The legislation could affect direct spending, but CBO estimates those effects would not be significant. Under current law, Medicare pays for some DME (including items like wheelchairs, hospital beds, and oxygen tanks and related supplies) using prices that are set through a two-stage process. In the first stage, firms submit bids to furnish a category of DME items to Medicare beneficiaries in a geographic area. The Medicare program uses those bids to exclude from the second stage the firms that submitted the highest bids. The remaining firms are invited to contract, for a period of three years, to supply that category of DME in that geographic area. The contractual price, or single payment amount (SPA), is the median bid of all the firms that are invited to participate in the second stage.
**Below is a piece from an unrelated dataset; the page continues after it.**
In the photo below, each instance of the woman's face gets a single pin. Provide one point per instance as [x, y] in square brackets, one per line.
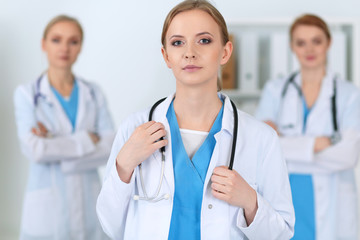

Firms are free to decline to accept the contract.
HR 284 would require that firms wishing to bid in a geographic area meet applicable licensure requirements of the state in which they are bidding and obtain a surety bond of between $50,000 and $100,000 from a bonding agency. If the company submitted a bid below the SPA in a geographic area but declined to accept a contract, it would forfeit the bond to the federal government. The estimate assumes those requirements would apply for contracts that go into effect beginning on January 1, 2019; in CBO’s judgment, it would take several years to establish the requirements of the bond process through regulations and other program guidance.
CBO is unsure whether under HR 284 the bonding agency or the Centers for Medicare and Medicaid Services (CMS), which administers the competitive bidding program, would hold the bond throughout the bidding process. CBO anticipates that these details would be clarified through regulations.
CBO expects that implementing the legislation would not have a significant effect on the prices that CMS establishes for DME items, but that it would result in the forfeiture of a small number of surety bonds. CBO estimates that the revenues from such forfeitures will amount to less than $500,000 in each year, and will total about $1 million over the 2019-2025 period. This estimate assumes enactment in the spring of 2015.
The Statutory Pay-As-You-Go Act of 2010 establishes budget-reporting and enforcement procedures for legislation affecting direct spending or revenues. As noted above, CBO estimates that revenues would rise by less than $500,000 per year. HR 284 contains no intergovernmental or private-sector mandates as defined in the Unfunded Mandates Reform Act.